According to the filing, the SEC has refused to engage in any systematic process or rulemaking to explain what its claimed authority means, instead offering one-off enforcement actions and public speeches. This has created regulatory uncertainty and destabilized the regulatory environment for digital assets.
In July 2022, Coinbase petitioned the SEC to initiate a rulemaking regarding digital-asset securities. It urged the Commission to answer basic questions such as "which digital assets are securities?" More than 1,700 commenters echoed Coinbase's call, but the SEC expressed no interest in addressing Coinbase's request, according to the Chamber. Coinbase then pursued a lawsuit against the SEC in order to compel the regulator into action, which is where the filing by the U.S. Chamber of Commerce comes from.
The SEC's Chairman has asserted that the securities laws are unambiguous as applied to blockchain-based digital assets. Despite constructively denying Coinbase's petition, the SEC has refused to memorialize its decision in a formal response.
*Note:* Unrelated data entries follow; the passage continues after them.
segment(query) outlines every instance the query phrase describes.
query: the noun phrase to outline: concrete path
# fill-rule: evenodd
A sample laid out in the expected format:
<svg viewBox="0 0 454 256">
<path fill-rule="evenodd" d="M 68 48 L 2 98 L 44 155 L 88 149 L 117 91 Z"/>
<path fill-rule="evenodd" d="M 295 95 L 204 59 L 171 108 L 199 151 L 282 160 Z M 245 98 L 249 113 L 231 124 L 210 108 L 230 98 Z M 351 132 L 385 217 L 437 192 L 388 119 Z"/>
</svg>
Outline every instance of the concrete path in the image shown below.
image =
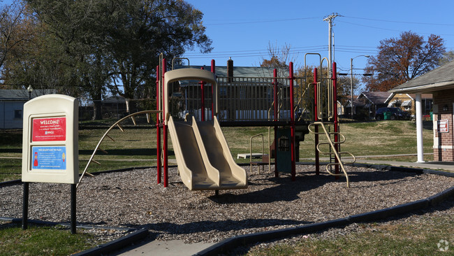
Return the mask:
<svg viewBox="0 0 454 256">
<path fill-rule="evenodd" d="M 180 240 L 152 241 L 131 246 L 111 254 L 120 256 L 189 256 L 202 251 L 214 243 L 184 243 Z"/>
<path fill-rule="evenodd" d="M 395 161 L 381 161 L 374 159 L 358 159 L 358 163 L 369 164 L 383 164 L 394 166 L 406 166 L 432 170 L 445 170 L 454 172 L 454 162 L 427 162 L 424 163 L 413 163 Z M 198 243 L 188 244 L 182 241 L 144 241 L 140 244 L 126 248 L 119 252 L 112 254 L 122 256 L 138 255 L 161 255 L 161 256 L 184 256 L 192 255 L 214 245 L 214 243 Z"/>
</svg>

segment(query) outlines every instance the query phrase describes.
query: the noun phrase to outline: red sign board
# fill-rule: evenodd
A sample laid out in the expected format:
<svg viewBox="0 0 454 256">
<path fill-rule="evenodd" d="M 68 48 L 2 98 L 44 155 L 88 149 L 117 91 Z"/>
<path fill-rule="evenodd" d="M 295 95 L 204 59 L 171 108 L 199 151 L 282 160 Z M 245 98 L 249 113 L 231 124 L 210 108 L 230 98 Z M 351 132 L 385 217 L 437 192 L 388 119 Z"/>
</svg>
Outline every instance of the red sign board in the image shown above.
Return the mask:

According to the Chamber, the SEC's lack of clarity has caused economic harm to both Coinbase and the broader business community. The uncertainty deters productive conduct and stifles innovation and undermines broader American economic and strategic interests. Continued uncertainty also has implications for the nation's geopolitical interests and the continued primacy of the dollar, given the increasing relevance of digital assets to international monetary policy.
The SEC's refusal to engage in rulemaking or respond to Coinbase's rulemaking petition has destabilized the regulatory environment for digital assets, the Chamber states.
“Agencies ordinarily provide regulatory clarity by promulgating rules of general applicability,” the filing says. “This preference for rulemaking has important benefits: It forces agencies to put to paper their regulatory plans, and it provides for fixed, prospective effective dates that ensure parties can bring their conduct into conformance with the law rather than be held liable later for violating duties they did not know existed.”